On the other hand I understand that by replacing the name of the package creator on GitHub with the name of an organization we can perhaps motivate more people from the domain to contribute. Perhaps the potential contributors were always there but didn’t want to contribute because of the name.

Another point that is tricky about organizations is that they may only reflect part of the story. Take my GeoStats.jl package as example. It could possibly live in JuliaGeo or JuliaStats, which one is more appropriate? Which community does it belong to? I thought about it multiple times, and my conclusion is that perhaps a new organization is needed like JuliaGeoStats that is in the intersection of these communities. However, creating a new organization kind of defeats the point in this case because people from both JuliaGeo and JuliaStats are potential contributors. Whenever I think about this organization issue, I come back to the original status quo, which is that no organization is needed at the moment, but perhaps in the future when things settle down a bit more and people with similar vision and skills have joined the story.

2 Likes

I think it’s great that you are all doing such a good job of collaborating!

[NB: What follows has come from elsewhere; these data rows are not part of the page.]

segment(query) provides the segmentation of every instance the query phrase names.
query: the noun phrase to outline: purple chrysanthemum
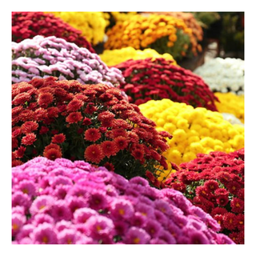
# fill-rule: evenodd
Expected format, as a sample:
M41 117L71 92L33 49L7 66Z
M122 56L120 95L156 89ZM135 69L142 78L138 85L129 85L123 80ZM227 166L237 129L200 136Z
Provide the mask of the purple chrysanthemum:
M74 213L74 223L86 223L90 216L98 215L95 210L90 208L80 208Z
M69 221L72 218L72 212L66 205L65 200L58 200L54 202L50 214L54 218L55 222L59 222L61 220Z
M31 238L34 244L56 244L57 234L53 225L42 223L32 233Z
M54 201L55 198L50 195L41 195L33 202L30 212L32 215L45 213L50 209Z
M135 226L130 227L124 237L126 244L146 244L150 239L150 236L144 230Z
M129 219L133 217L134 209L132 203L125 199L115 199L110 206L110 212L114 218Z

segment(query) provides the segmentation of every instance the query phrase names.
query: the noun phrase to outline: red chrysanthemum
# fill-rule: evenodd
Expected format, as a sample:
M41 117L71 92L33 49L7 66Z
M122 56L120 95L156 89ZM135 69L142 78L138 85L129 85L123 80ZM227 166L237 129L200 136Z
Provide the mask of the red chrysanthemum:
M103 166L106 167L109 171L114 171L114 166L111 162L106 162Z
M22 143L28 146L32 145L36 141L36 135L34 133L27 134L22 138Z
M53 136L51 142L53 143L61 144L63 143L66 140L66 135L63 134L59 134Z
M25 134L30 134L32 131L36 130L38 128L38 124L34 121L27 121L24 122L21 130L22 132Z
M241 214L244 211L244 201L238 198L234 198L230 202L230 206L234 213Z
M223 215L223 226L230 230L233 230L237 226L237 218L234 214L226 213Z
M17 158L22 158L24 153L26 151L26 147L23 146L21 146L16 151L15 151L15 154Z
M99 163L104 158L104 154L100 145L94 144L86 147L84 157L88 162Z
M81 112L71 112L66 118L66 122L68 123L75 123L82 119Z
M96 142L102 137L102 134L97 128L90 128L85 132L85 139L89 142Z
M128 146L127 138L122 136L115 138L114 142L117 146L118 150L124 150Z
M77 111L82 106L84 102L78 98L74 98L66 106L66 110L68 111Z
M218 195L216 198L216 202L221 206L225 206L229 202L229 197L224 194Z
M113 141L106 141L101 144L104 155L110 158L111 155L115 155L118 152L116 144Z
M54 101L54 95L51 93L41 93L38 95L38 102L39 106L46 107Z

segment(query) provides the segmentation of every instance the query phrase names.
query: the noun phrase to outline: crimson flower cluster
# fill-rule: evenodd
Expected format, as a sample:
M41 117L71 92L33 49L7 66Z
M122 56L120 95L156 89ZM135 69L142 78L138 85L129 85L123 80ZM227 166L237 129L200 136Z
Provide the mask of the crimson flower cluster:
M125 82L121 89L130 102L140 105L151 99L170 98L217 111L214 101L218 98L208 85L192 71L173 65L171 60L130 59L114 66L122 72Z
M172 136L158 132L122 91L55 77L12 85L12 163L36 156L86 160L124 177L167 169Z
M43 12L12 12L12 41L19 42L26 38L33 38L36 35L64 38L74 42L79 47L88 49L95 53L82 32L64 22L52 14Z
M179 191L84 161L12 168L13 244L234 244Z
M221 225L220 232L243 244L244 149L230 154L198 154L177 170L165 186L182 192Z

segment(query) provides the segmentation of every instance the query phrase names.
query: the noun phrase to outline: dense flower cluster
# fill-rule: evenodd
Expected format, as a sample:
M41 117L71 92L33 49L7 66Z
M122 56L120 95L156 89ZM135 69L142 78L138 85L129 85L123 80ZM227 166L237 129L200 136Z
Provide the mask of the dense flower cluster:
M214 93L219 102L215 105L218 112L233 114L242 123L245 122L245 98L234 93Z
M108 22L100 11L59 11L52 12L65 22L82 31L82 35L93 45L103 42Z
M234 58L214 58L194 70L214 92L233 92L244 94L244 60Z
M170 99L149 101L138 107L156 123L158 130L173 135L168 141L170 148L163 153L170 162L179 165L196 158L198 153L230 153L244 147L244 126L232 125L221 113ZM171 170L171 165L168 170Z
M152 12L151 12L152 13ZM199 42L202 41L203 38L203 30L199 24L199 22L196 20L194 14L191 13L185 13L185 12L153 12L155 14L164 14L169 15L171 17L175 17L182 19L186 26L192 30L192 34L190 36L190 44L191 44L191 51L194 56L198 55L198 52L202 51L202 46L199 44Z
M210 214L221 225L220 232L238 244L244 243L244 149L199 154L165 182Z
M12 41L19 42L26 38L33 38L36 35L64 38L74 42L80 47L95 50L81 31L64 22L61 18L51 14L42 12L12 12Z
M83 161L36 158L12 168L16 244L234 244L181 192Z
M164 58L128 60L114 66L122 72L121 89L137 105L150 99L170 98L194 107L217 110L217 97L198 75Z
M13 42L12 58L13 83L49 76L112 87L124 82L122 72L108 67L98 54L55 36Z
M106 35L104 49L151 48L161 54L168 53L178 61L190 51L192 30L182 19L174 17L137 14L117 23Z
M36 156L86 159L127 178L167 168L162 153L171 135L158 132L120 90L56 80L12 85L13 166Z
M147 58L163 58L166 60L172 61L173 65L177 65L175 60L170 54L166 53L159 54L155 50L149 48L141 50L129 46L122 49L105 50L99 56L108 66L114 66L129 59L145 59Z

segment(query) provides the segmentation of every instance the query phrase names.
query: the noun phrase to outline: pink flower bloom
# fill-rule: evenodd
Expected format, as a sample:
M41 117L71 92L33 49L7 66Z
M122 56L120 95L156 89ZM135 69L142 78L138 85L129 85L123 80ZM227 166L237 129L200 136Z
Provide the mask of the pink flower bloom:
M93 215L85 223L88 235L94 239L101 239L104 235L113 237L114 226L113 221L105 216Z
M124 237L126 244L146 244L150 239L150 236L144 230L135 226L130 227Z
M74 223L85 223L90 216L98 215L98 212L90 208L80 208L74 213Z
M54 226L42 223L37 226L31 234L34 244L57 244L57 234Z
M134 210L132 203L125 199L115 199L110 203L111 214L117 218L129 219L133 217Z
M41 195L32 203L30 212L32 215L47 212L54 204L55 198L50 195Z

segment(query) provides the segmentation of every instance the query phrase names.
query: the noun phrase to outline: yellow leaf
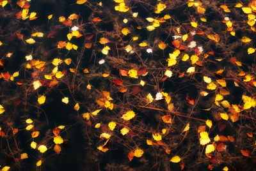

I did not diminish the work of others. The reason why I say GeometryTypes is partially obsolete is due to mathematical reasons, it has nothing to do with the quality of the work, but about the design intentions.

Changing people’s intentions and desires is a lot of work, which is why I have held back from collaborating.

If you’re confident that you could help improve the situation there now would probably be the time to speak up recently there’s been an effort to simplify things using GeometryBasics.

1 Like

@Zach_Christensen that’s nice, but the Grassmann package has the geometry features I want, the starting point would be the Grassmann algebra for me, the algebra is at the root of everything and is a more fundamental and unified description of geometry, which would also make GeometryBasics obsolete from an algebra perspective also. It’s better for me to start with the algebra and build up from there.